Büyük Önder Mustafa Kemal Atatürk komutasındaki Türk ordusu, 98 yıl önce bugün, dünya tarihinin gördüğü en büyük kahramanlık destanlarından birini yazarak, işgal güçlerini yurttan kovmak için bağımsızlık ateşini, Büyük Taarruz'u başlatarak yaktı.
1919 yılında Birinci Dünya Savaşı sonrası İtilaf Devletleri, Mondros Ateşkes Antlaşması hükümlerine dayanarak türlü bahanelerle Anadolu'yu işgale başladı, ordusunun cephanesi elinden alınan Türk milleti zor durumda bırakılmaya çalışıldı.
Ünlü yazar Halide Edip Adıvar'ın ''Türk'ün Ateşle İmtihanı'' kitabında anlattığı işgal günlerinde, itilaf donanması İstanbul'a, Fransızlar Adana'ya, İngilizler Urfa, Maraş, Samsun ve Merzifon'a, İtalyanlar, Antalya ve Anadolu'nun güneybatısına yerleşti.

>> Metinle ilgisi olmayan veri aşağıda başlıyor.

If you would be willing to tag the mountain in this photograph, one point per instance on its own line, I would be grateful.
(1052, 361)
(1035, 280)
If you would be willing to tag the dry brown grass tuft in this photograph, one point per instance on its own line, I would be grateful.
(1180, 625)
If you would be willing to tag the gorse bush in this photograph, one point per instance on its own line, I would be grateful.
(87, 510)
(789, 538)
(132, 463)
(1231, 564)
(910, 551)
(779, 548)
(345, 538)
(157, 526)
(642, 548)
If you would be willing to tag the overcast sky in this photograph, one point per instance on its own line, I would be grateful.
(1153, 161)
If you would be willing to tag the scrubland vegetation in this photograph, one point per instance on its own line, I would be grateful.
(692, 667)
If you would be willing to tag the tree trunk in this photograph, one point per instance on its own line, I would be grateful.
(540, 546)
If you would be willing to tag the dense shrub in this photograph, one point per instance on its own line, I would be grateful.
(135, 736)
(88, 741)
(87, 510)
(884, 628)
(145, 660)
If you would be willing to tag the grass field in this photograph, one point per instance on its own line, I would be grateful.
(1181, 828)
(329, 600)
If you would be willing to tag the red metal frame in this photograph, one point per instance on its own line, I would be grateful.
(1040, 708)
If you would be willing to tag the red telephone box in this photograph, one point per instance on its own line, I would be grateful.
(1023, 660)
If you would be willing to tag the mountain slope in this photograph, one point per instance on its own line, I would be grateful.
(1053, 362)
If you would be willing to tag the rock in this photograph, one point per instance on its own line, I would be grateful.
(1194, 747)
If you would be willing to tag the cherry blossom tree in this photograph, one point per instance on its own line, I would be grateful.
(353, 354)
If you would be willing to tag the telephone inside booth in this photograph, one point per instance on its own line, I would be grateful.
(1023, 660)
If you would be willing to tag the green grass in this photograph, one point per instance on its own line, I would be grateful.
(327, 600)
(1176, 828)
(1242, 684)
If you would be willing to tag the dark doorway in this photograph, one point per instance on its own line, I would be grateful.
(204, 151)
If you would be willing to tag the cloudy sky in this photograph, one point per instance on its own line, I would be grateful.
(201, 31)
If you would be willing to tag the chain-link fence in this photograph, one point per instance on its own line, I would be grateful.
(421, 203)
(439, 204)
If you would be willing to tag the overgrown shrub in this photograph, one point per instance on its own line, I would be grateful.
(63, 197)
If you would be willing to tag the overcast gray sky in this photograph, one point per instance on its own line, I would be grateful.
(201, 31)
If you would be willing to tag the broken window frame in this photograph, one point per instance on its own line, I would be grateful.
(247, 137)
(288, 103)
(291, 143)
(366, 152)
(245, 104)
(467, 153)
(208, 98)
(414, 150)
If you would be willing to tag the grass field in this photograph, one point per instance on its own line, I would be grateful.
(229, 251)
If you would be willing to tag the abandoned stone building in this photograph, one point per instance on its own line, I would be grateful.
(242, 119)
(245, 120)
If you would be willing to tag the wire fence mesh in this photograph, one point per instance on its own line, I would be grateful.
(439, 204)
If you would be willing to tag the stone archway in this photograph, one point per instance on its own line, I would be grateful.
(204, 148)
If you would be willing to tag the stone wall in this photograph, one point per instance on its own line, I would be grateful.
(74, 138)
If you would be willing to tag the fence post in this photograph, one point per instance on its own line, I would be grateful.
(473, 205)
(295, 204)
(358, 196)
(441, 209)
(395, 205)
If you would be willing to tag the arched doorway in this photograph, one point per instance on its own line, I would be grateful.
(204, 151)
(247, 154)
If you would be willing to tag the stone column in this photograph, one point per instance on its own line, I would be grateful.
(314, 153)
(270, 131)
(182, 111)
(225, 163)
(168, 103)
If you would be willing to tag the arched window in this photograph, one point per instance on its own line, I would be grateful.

15 Mayıs 1919'da İtilaf Devletlerinin izniyle Yunan Ordusu İzmir'e çıkarma yaptı.
Bu durum karşısında Türk milleti, tarih boyunca gösterdiği ''millet olma bilinci'' içerisinde işgallere karşı Kuvayımilliye hareketini başlattı. İki seçenek vardı; ya işgal güçlerine teslim olunacak ya da yıkılan yakılan bir ülke, yılmaz evlatlarının azmiyle yeniden ayağa kalkacak ve küllerinden doğacaktı.
1920'de TBMM'nin açılması üzerine işgal güçleri tüm baskıcı politikalarını Atatürk ve silah arkadaşları üzerine yoğunlaştırdı, özellikle Batı Cephesi'nde hareketlilik başladı. 1921'de Polatlı'ya kadar gelen Yunan ordusunu püskürtmek, daha birkaç yıl önce tarih literatürüne ''Çanakkale geçilmez'' sözünü altın harflerle yazdıran vatan evlatlarına düştü.
Sakarya'da 22 gün 22 gece süren kanlı çarpışmaların ardından durdurulan düşman ordusunu tamamen yurttan atmak amacıyla bir yıl kadar süren hazırlık döneminden sonra 26 Ağustos 1922'de Başkomutan Mustafa Kemal Paşa, Büyük Taarruz'u başlattı.